I have a weird habit of tracking things. Side hustle income, bank bonuses, even how much gas I use on a typical week. So at some point last year, I decided to start tracking every single discount, coupon, or cashback offer I used too. Just to see what it actually added up to.
I figured it would be a small number. Maybe enough for a nice dinner out. I was wrong, and honestly the results kind of surprised me.
Why I Started Tracking This in the First Place
It started almost by accident. I was buying something online, applied a promo code out of habit, and thought “huh, I wonder how often I actually do this.”
So I made a simple spreadsheet. Every time I used a coupon code, cashback app, or any kind of discount, I logged the item, the original price, and how much I saved. Nothing fancy, just three columns and a running total at the bottom.
The plan was to check back in after a year and see what the number looked like.
The First Few Months Felt Pretty Underwhelming
For the first month or two, the savings were small. A few dollars here, ten bucks there. Mostly grocery coupons and the occasional cashback from an app I already had on my phone.
I almost stopped the experiment around month three because it felt like I was tracking pocket change. But I kept going anyway, mostly out of stubbornness.
Looking back, that early phase was useful though. It showed me how often I was leaving small discounts on the table without even thinking about it.
Then I Started Being More Intentional About It
Around the four month mark, something shifted. Instead of just applying a coupon when one happened to be available, I started actually looking for one before buying anything online.
This is where Coupon Mister came into the picture for me. Before checking out on most online purchases, I’d do a quick search there to see if there was a working code for whatever site I was buying from. Sometimes there was nothing useful, but often enough there was a code that knocked off 10 to 20 percent, which is a lot more than the spare change I was tracking earlier.

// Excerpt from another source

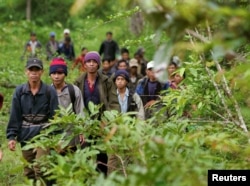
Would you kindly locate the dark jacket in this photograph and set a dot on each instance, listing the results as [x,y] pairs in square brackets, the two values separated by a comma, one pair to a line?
[31,113]
[142,90]
[107,92]
[109,49]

That one small habit change made a noticeable difference in the numbers from that point forward.
The Year End Total Actually Surprised Me
When I finally added everything up at the end of the year, the total came out to just over $740 in savings. That’s not life changing money, but it’s also not nothing. It’s basically a free flight, or a decent chunk toward a car repair.
What struck me more than the total was how it built up. Around 60 percent of those savings came in the second half of the year, after I started being more deliberate about checking for discounts before buying instead of after.

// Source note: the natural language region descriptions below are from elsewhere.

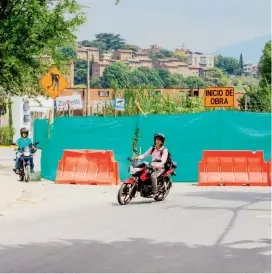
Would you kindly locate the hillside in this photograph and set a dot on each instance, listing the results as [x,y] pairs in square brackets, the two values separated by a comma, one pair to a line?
[251,49]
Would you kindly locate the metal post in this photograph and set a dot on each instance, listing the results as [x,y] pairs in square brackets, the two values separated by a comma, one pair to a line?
[88,83]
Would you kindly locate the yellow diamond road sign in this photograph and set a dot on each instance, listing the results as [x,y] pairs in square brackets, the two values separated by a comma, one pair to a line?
[54,82]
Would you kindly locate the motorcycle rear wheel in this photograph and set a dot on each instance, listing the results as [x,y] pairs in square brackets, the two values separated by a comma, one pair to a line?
[124,190]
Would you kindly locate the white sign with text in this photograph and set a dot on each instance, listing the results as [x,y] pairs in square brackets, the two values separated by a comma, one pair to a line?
[74,101]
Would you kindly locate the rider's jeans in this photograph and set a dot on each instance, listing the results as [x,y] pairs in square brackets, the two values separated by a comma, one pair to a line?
[18,158]
[154,176]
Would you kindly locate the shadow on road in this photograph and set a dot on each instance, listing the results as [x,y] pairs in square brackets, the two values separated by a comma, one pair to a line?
[249,199]
[136,255]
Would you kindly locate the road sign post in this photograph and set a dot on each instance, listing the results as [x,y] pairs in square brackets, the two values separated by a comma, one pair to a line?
[54,83]
[219,97]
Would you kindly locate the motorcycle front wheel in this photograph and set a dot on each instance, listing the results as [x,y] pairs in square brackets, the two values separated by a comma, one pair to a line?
[124,194]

It reminded me a lot of the math behind side hustles, where every extra dollar earned can be redirected toward your goals, whether that’s debt, savings, or just breathing room in your budget. Except in this case, the dollars were saved instead of earned, which honestly feels just as good.Â
What Actually Made the Biggest Difference
Looking back at the spreadsheet, a few things stood out. Cashback apps on groceries and everyday purchases added up steadily over time, even when each individual amount felt small. Some of the apps I leaned on most are ones I’d already written about before, since I tend to stick with the cashback apps that actually pay out reliably rather than chasing every new app that shows up.

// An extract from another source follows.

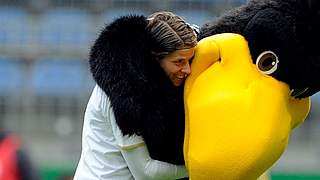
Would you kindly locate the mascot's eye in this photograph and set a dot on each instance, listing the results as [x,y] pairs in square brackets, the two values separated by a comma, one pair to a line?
[267,62]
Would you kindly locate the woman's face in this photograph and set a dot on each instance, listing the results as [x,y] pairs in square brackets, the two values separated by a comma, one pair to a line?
[177,65]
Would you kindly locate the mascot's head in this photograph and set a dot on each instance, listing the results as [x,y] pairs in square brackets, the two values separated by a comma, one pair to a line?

Coupon codes for bigger purchases, like electronics or annual subscriptions, gave the biggest single boosts. One code alone saved me close to $60 on a renewal I was about to pay full price for.
The smallest but most consistent category was just store-brand swaps combined with small percentage-off codes. Individually they barely registered, but stacked over twelve months, they quietly made up a decent chunk of the total.
Why I’m Going to Keep Doing This
Honestly, the tracking itself became kind of fun after a while. It turned into a small game of “can I find a better deal before I check out,” instead of feeling like a chore.
It also tied into something I think about a lot with money in general. Small, repeatable habits tend to beat big, occasional efforts. That’s basically the same idea behind the reverse latte factor concept, where small consistent amounts add up to something meaningful over time without requiring any major sacrifice.
I’m planning to keep the spreadsheet going this year too, just to see if the number grows now that the habit feels more automatic than it did at the start.
Final Thoughts
A year of tracking discounts taught me that small savings really do add up, especially once you start looking for them on purpose instead of by accident. The total wasn’t huge, but $740 for barely any extra effort is hard to argue with. If you’ve never tracked this kind of thing before, even a rough spreadsheet for a few months might show you more than you’d expect.